Die verborgene Sprache der Blumen / Roman
Schleierkraut welkte und faulte nicht. Es wurde zwar mit der Zeit immer mürber, veränderte aber nicht seine Gestalt. Deshalb hatte Elizabeth keinen Grund gehabt, einen neuen Strauß zu besorgen.
Während Elizabeth vor der Richterin stand und in ordentlicher Reihenfolge eine lange Liste von Vorwürfen zurückwies, zerbrach ich die braunen, blütenlosen Stengel zu Stücken von zwei Zentimetern Länge und arrangierte sie wie ein Vogelnest mitten auf dem Tisch. Eine Pause entstand. Im Gerichtssaal herrschte Stille. Elizabeths Antrag hallte mir in den Ohren wider:
Ich möchte Sie bitten, Victoria ab sofort wieder meiner Obhut zu überstellen
. Ich wagte nicht aufzublicken, weil ich befürchtete, man könnte meinen Augen die Sehnsucht anmerken. Doch als die Richterin wieder das Wort ergriff, wies sie Elizabeth nur an, zu ihrem Platz zurückzukehren. Offenbar fand sie, dass ihre Bitte keine Antwort verdient hatte. Elizabeth setzte sich.

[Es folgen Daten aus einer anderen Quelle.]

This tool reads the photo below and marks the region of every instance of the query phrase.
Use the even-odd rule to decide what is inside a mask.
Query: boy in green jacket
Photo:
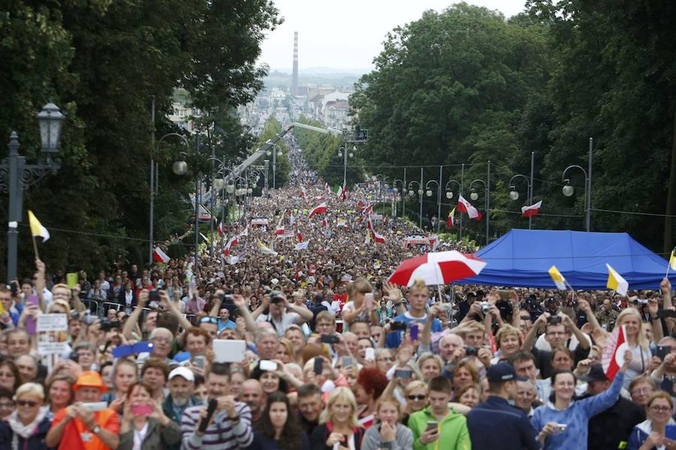
[[[453,393],[450,381],[435,376],[429,388],[430,405],[408,418],[414,450],[470,450],[464,416],[448,407]]]

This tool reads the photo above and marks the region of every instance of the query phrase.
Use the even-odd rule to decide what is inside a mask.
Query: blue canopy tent
[[[607,262],[630,289],[656,289],[668,264],[626,233],[564,230],[512,229],[477,256],[487,262],[481,273],[456,283],[555,287],[548,273],[555,265],[575,289],[606,289]],[[676,273],[669,279],[676,283]]]

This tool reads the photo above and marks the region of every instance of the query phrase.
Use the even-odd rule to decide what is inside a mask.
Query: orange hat
[[[73,385],[73,389],[77,391],[80,387],[97,387],[101,392],[105,392],[105,385],[101,378],[101,375],[95,370],[83,372],[78,377],[78,381]]]

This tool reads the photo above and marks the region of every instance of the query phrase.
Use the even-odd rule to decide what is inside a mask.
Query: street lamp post
[[[561,179],[566,184],[562,190],[563,195],[570,197],[575,193],[575,188],[571,186],[570,179],[566,178],[566,172],[569,169],[575,168],[579,169],[585,174],[585,227],[587,232],[592,228],[592,152],[593,149],[594,138],[589,138],[589,162],[587,170],[585,170],[577,165],[572,165],[566,167],[561,175]]]
[[[190,144],[188,143],[188,140],[186,139],[185,136],[183,134],[178,134],[178,133],[167,133],[158,141],[155,146],[155,152],[157,153],[160,149],[160,144],[162,144],[167,138],[170,136],[176,136],[183,141],[183,144],[185,144],[186,148],[189,150]],[[150,159],[150,232],[148,240],[150,241],[150,249],[149,254],[148,255],[148,262],[149,264],[153,264],[153,248],[155,246],[155,196],[158,192],[157,188],[157,179],[159,178],[158,172],[158,163],[153,162],[153,159]],[[188,165],[186,164],[185,161],[177,161],[174,163],[173,170],[174,173],[176,175],[183,175],[185,171],[188,169]],[[154,173],[154,175],[153,175]]]
[[[435,179],[431,179],[431,180],[429,180],[425,185],[425,195],[427,195],[428,197],[431,197],[432,196],[432,190],[430,189],[430,186],[429,186],[430,184],[433,184],[437,185],[436,186],[436,190],[437,190],[437,233],[439,233],[439,225],[440,225],[439,224],[439,221],[440,221],[440,219],[441,219],[440,216],[441,215],[441,190],[439,189],[439,181],[437,181]]]
[[[475,183],[481,183],[481,184],[483,185],[483,192],[484,192],[483,208],[484,208],[484,210],[486,212],[486,245],[487,246],[488,245],[488,239],[489,239],[489,237],[488,237],[488,236],[489,236],[489,234],[488,234],[489,228],[488,227],[489,226],[490,216],[491,216],[491,215],[490,215],[490,209],[489,209],[489,208],[490,208],[490,200],[489,200],[489,198],[490,198],[490,195],[491,195],[490,194],[490,192],[489,190],[489,183],[487,183],[486,181],[484,181],[483,179],[477,178],[477,179],[473,180],[471,183],[469,184],[469,188],[470,188],[470,191],[471,192],[469,194],[469,198],[473,201],[479,199],[479,194],[477,193],[476,190],[473,187],[473,185]]]
[[[18,256],[19,221],[23,215],[24,191],[35,184],[47,173],[56,173],[61,168],[59,159],[52,156],[59,151],[59,139],[64,115],[53,103],[47,103],[37,113],[40,140],[44,159],[37,164],[26,164],[26,157],[19,154],[19,135],[9,134],[9,154],[0,163],[0,188],[9,194],[7,231],[7,279],[16,278]]]
[[[451,190],[450,188],[449,187],[452,183],[455,183],[456,184],[458,185],[458,193],[462,192],[462,183],[460,183],[460,181],[458,181],[457,179],[449,179],[448,181],[446,181],[446,186],[444,187],[444,190],[446,191],[446,198],[448,199],[448,200],[452,200],[453,199],[453,191]],[[458,240],[462,240],[462,221],[460,221],[460,223],[458,224],[458,227],[459,227]]]

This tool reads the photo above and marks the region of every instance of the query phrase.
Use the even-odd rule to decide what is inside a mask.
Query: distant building
[[[194,131],[194,124],[193,117],[199,117],[202,116],[202,112],[197,108],[193,108],[180,102],[172,102],[173,113],[167,116],[167,118],[183,130],[190,132]]]

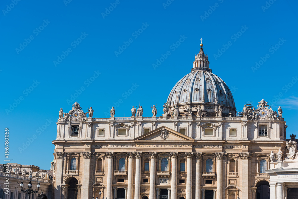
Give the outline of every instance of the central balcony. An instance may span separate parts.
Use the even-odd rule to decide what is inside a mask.
[[[202,176],[203,178],[214,178],[216,175],[215,172],[203,172]]]
[[[125,177],[127,175],[127,171],[114,171],[114,175],[117,177]]]
[[[168,177],[170,175],[169,171],[158,171],[157,176],[159,177]]]

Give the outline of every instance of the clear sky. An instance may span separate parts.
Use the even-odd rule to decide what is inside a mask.
[[[297,134],[298,2],[172,1],[1,1],[0,128],[12,162],[49,169],[58,111],[78,100],[94,117],[112,106],[128,116],[140,103],[161,115],[201,38],[237,109],[263,95],[281,106],[287,138]]]

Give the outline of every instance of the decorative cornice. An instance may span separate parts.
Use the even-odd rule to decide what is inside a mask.
[[[174,152],[171,151],[170,152],[170,154],[171,154],[171,157],[172,158],[175,159],[177,158],[177,157],[178,156],[178,152]]]
[[[58,158],[63,158],[65,154],[64,152],[56,152],[56,155]]]
[[[193,158],[193,152],[185,152],[185,155],[186,155],[186,157],[188,159]]]
[[[94,156],[95,154],[95,152],[82,152],[82,155],[83,155],[84,158],[91,158]]]
[[[115,153],[114,152],[105,152],[105,155],[108,159],[114,158],[114,155]]]
[[[149,155],[150,156],[150,158],[155,158],[156,157],[156,155],[157,154],[157,152],[149,152]]]
[[[252,158],[251,153],[238,153],[238,156],[241,160],[249,160]]]

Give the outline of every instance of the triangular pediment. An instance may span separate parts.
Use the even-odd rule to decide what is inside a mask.
[[[134,140],[136,141],[194,141],[194,139],[191,138],[181,134],[164,126],[136,138]]]

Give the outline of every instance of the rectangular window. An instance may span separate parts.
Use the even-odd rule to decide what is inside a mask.
[[[213,184],[212,180],[206,180],[206,184]]]
[[[126,135],[126,129],[118,129],[118,135]]]
[[[185,128],[181,128],[180,129],[180,132],[181,134],[183,134],[184,135],[185,135],[186,133],[186,129]]]
[[[118,178],[117,180],[117,182],[124,182],[124,178]]]
[[[149,132],[150,132],[150,128],[144,128],[144,134],[148,133]]]
[[[179,179],[179,183],[185,183],[185,179]]]
[[[185,171],[185,162],[180,162],[180,171]]]
[[[78,125],[74,125],[72,126],[72,133],[71,136],[77,136],[79,135],[79,127]]]
[[[144,171],[149,171],[149,162],[145,162],[144,165]]]
[[[267,125],[261,126],[259,127],[259,136],[267,136]]]
[[[204,131],[205,131],[205,135],[213,135],[213,129],[205,129]]]
[[[104,136],[105,129],[98,129],[98,136]]]
[[[236,136],[236,129],[230,129],[230,136]]]

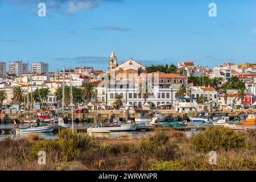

Meredith saß zwischen mir und Elizabeth an dem langen Tisch. Links und rechts von uns hatten sich die Anwälte niedergelassen. Mein Anwalt war klein und dicklich und schien sich in seinem Anzug unwohl zu fühlen. Während die Richterin sprach, beugte er sich vor und zupfte hinten an seinem Hemdkragen. Sein Notizblock war leer, und er hatte anscheinend auch gar keinen Stift dabei. Außerdem schaute er unter dem Tisch auf die Uhr. Er wollte gehen.
Ich ebenfalls. Nur mit halbem Ohr hörte ich zu, als Meredith und die Richterin erörterten, wie viel Zuwendung ich brauchte. Ich schob meine Sammlung zerbrochener Stengel auf dem Tisch herum und arrangierte sie zu einem Fisch mit drei Flossen, einer spitzen Krone und einem schiefen Herzen. Das vergängliche Häufchen lenkte mich von Elizabeths Nähe, nur knapp fünf Armeslängen von mir entfernt, ab. Eine betreute Wohngemeinschaft Stufe zehn, ordnete die Richterin an, und zwar sobald ein Platz frei sei. Meredith notierte die Entscheidung in meiner Fallakte und durchquerte, einen dicken Papierstapel in der Hand, den Gerichtssaal. Die Richterin hielt inne, forderte Meredith auf, meinen Namen in alle Wartelisten von Übergangswohnheimen einzutragen, und unterzeichnete dann auf der ersten Seite. Wenn ich in acht Jahren für volljährig erklärt wurde, würde ich immer noch allein sein. Die Worte der Richterin bestimmten über meine Zukunft, ohne sich genau festzulegen.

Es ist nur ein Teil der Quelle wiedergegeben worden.